Ce n'est pas simple, tout est à inventer encore mais ce qui est trop
simple est insignifiant et il faut arrêter de se fier au laisser-faire,
discutons plutôt des moyens de tirer le meilleur parti des réseaux
et de leur puissance virtuelle. Ce n'est pas un appel à vouloir légiférer
sur Internet, tout au plus à y renforcer les régulations anti-virus
et anti-spam, mais plutôt à organiser les réseaux politiques, dépasser
la forme réseau.
Nos libertés ont été durement gagnées, elles
n'ont rien de naturel. Il faut se donner les moyens de construire notre autonomie
pour pouvoir mettre en oeuvre une véritable stratégie collective,
passer de l'histoire subie à l'histoire conçue, ce qui passe
par la prise de conscience de tout ce qu'on ignore et le principe
de précaution qui en découle.

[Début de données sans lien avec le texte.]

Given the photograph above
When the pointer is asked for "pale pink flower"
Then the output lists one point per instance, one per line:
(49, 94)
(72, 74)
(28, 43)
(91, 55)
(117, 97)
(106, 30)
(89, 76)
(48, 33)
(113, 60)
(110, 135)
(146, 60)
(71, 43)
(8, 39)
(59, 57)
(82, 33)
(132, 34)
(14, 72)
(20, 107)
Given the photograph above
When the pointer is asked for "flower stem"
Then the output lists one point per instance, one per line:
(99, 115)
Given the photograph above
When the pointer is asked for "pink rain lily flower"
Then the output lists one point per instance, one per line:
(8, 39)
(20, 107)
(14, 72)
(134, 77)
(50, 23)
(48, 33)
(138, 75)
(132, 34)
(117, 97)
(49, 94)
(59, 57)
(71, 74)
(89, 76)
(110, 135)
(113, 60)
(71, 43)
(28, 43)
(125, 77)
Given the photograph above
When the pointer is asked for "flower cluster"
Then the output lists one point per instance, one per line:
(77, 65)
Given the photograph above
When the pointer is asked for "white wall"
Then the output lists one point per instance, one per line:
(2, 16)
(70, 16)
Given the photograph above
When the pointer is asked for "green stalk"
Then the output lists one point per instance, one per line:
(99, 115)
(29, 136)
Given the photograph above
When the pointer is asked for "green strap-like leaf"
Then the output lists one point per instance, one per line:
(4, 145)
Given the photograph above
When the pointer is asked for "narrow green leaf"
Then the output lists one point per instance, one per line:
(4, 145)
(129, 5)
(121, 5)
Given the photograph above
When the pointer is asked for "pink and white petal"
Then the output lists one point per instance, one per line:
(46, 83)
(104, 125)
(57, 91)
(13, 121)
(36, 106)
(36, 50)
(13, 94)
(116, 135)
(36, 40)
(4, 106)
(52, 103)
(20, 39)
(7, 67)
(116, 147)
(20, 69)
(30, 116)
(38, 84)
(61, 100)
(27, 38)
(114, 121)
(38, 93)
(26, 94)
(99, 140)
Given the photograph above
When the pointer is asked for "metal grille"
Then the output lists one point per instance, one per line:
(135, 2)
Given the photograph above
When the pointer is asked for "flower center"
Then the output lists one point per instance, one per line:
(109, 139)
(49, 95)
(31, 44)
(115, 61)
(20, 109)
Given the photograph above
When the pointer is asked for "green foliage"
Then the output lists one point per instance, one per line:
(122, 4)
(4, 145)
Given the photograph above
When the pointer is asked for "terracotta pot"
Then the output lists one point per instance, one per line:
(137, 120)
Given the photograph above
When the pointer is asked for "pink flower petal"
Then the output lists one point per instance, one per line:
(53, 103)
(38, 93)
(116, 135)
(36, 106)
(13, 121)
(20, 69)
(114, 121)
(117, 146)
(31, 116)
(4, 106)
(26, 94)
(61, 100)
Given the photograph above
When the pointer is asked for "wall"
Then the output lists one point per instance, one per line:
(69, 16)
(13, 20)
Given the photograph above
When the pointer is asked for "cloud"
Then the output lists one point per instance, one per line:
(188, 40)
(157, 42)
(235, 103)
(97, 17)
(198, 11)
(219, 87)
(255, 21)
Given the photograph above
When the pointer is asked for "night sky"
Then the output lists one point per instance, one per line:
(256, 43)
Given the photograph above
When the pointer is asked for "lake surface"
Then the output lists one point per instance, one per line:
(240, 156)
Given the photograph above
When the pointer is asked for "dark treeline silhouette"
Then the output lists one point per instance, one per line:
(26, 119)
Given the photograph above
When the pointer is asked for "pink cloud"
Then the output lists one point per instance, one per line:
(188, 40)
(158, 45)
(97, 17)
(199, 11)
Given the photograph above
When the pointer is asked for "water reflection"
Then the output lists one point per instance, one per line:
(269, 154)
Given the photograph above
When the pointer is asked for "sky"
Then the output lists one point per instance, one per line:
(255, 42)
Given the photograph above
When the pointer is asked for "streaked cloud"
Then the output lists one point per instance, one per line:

Les réseaux ne sont qu'un
moyen, certes privilégié, pour nos finalités humaines,
entre marchés prétendus égalitaires et entreprises hiérarchiques.
Pour en faire bon usage, il faut en connaître les limites et retrouver
un point de vue plus global, celui de la théorie des systèmes
introduisant la temporalité dans les réseaux, l'entropie et sa régulation, l'évolution
et la reproduction des structures sociales, pour nous inscrire dans un milieu
et une histoire qui nous donnent sens.